In fact, the Government have lost no opportunity of incensing people. Many of the best and purest and the most self-sacrificing leaders have been arrested and imprisoned, in many instances with mock trials. Sentences, though for the same offence, have varied with the idiosyncrasies of the magistrates. In several instances they have been for more than 12 months with hard labour on well-known citizens. The enthusiasm of the people has up to now increased with every conviction. Thousands of people regard the manufacture of contraband salt as part of their daily routine.

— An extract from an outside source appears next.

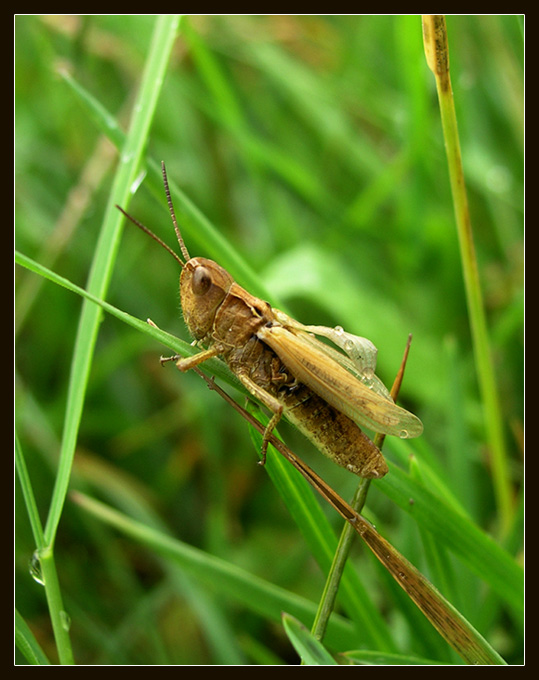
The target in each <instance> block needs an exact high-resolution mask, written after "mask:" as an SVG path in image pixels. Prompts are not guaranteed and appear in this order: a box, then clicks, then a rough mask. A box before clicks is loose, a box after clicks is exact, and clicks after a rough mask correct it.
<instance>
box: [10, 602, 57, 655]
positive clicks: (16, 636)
mask: <svg viewBox="0 0 539 680" xmlns="http://www.w3.org/2000/svg"><path fill="white" fill-rule="evenodd" d="M15 644H16V645H17V649H18V650H19V651H20V652H21V653H22V654H23V655H24V658H25V659H26V660H27V661H28V663H29V664H32V665H35V666H49V665H50V661H49V659H48V658H47V655H46V654H45V652H44V651H43V650H42V648H41V645H40V644H39V642H38V641H37V640H36V638H35V636H34V634H33V633H32V631H31V630H30V628H29V627H28V624H27V623H26V621H25V620H24V619H23V617H22V616H21V615H20V613H19V612H18V611H17V610H15Z"/></svg>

In any other part of the world with a Government at all responsible to public opinion, the salt tax would have been repealed long since, but whether now or later, repealed it will be, if the present existing atmosphere of resistance abides as it promises to do.
That this is a movement of self-purification is abundantly proved by the fact that women have come into it in large numbers and are organising the picketing of liquor shops. Thousands have taken vows to abstain from intoxicating liquor. In Ahmedabad, a strong labour centre, receipts of canteens have dropped to 19 percent and are still dropping. A similar manifestation is taking place in the district of Surat. Women have also taken up the question of boycott of foreign cloth. It is spreading all over India. People are making bonfires of foreign cloth in their possession. Khadi, i.e., hand-spun cloth, is so much in demand that the existing stock is well-nigh exhausted. The spinning-wheel is much in demand and people are beginning to realise more and more the necessity of reviving hand-spinning in the cottages of 700,000 villages of India. In my humble opinion, a struggle so free from violence has a message far beyond the borders of India. I have no manner of doubt that after all the sacrifice that has already been made since April 6, the spirit of the people will be sustained throughout till India has become Independent and free to make her contribution to the progress of humanity.